U.S. hospitals, airport screening and a new Georgetown operations center are deployed to detect and isolate any cases as the outbreak in the Democratic Republic of Congo grows.

Overview

  • Public health agencies including the CDC, WHO and PAHO assess the chance of Ebola spreading at World Cup venues as very low and say measles, COVID-19 and influenza remain the likelier mass‑gathering threats.
  • Host‑city medical committees, FIFA and national health systems have activated layered surveillance tools such as wastewater monitoring, electronic records alerts and on‑site isolation plans to spot unusual illness among fans and teams.
  • The United States, Mexico and Canada introduced airport screening and entry limits for recent travelers from affected areas, and organizers set up coordination centers to share daily situational reports across more than 700 local authorities.

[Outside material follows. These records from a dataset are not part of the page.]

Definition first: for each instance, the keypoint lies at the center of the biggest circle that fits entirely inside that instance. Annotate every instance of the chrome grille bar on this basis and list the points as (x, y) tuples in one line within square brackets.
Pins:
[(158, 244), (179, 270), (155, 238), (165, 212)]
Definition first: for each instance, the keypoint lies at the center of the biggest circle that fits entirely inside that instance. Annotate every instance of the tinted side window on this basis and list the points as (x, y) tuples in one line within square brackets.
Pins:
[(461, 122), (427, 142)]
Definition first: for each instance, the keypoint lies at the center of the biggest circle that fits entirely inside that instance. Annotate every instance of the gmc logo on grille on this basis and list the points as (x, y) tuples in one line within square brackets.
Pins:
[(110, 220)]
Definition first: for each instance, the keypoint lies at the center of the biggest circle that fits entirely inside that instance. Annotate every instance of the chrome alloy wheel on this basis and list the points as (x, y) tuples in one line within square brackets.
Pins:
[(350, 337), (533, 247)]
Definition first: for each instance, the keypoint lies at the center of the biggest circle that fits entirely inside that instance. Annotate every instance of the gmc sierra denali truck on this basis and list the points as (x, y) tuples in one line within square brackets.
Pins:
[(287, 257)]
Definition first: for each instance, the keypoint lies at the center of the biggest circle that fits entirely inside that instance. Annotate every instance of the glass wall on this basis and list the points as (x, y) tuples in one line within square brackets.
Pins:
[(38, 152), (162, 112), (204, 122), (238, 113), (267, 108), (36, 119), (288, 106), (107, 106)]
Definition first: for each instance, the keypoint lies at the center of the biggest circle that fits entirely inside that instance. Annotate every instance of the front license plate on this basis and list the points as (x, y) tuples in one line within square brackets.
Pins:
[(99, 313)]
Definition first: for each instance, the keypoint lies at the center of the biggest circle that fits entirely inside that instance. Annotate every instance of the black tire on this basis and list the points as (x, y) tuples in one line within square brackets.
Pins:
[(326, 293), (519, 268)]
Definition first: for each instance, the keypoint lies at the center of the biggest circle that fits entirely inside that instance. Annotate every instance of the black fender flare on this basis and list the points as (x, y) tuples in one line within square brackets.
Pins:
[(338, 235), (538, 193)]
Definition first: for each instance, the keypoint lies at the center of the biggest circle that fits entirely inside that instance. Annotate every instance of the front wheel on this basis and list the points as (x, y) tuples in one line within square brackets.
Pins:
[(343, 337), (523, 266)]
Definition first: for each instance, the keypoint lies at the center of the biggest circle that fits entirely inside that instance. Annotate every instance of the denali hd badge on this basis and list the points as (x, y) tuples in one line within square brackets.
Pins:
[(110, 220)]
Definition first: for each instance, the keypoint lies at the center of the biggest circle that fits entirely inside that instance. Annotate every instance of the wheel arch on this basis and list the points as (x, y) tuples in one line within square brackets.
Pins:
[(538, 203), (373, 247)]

  • U.S. hospitals say they are more prepared than in 2014 because of $260 million in post‑Ebola investments, training of thousands of clinicians and 13 specialized treatment centers ready to identify, isolate and treat suspected cases.
  • Experts warn response gaps could persist because the DRC Bundibugyo outbreak has grown, diagnostics and reagents were delayed, attacks on health teams have hampered contact tracing, and CDC staffing cuts plus local public‑health strain could slow large responses.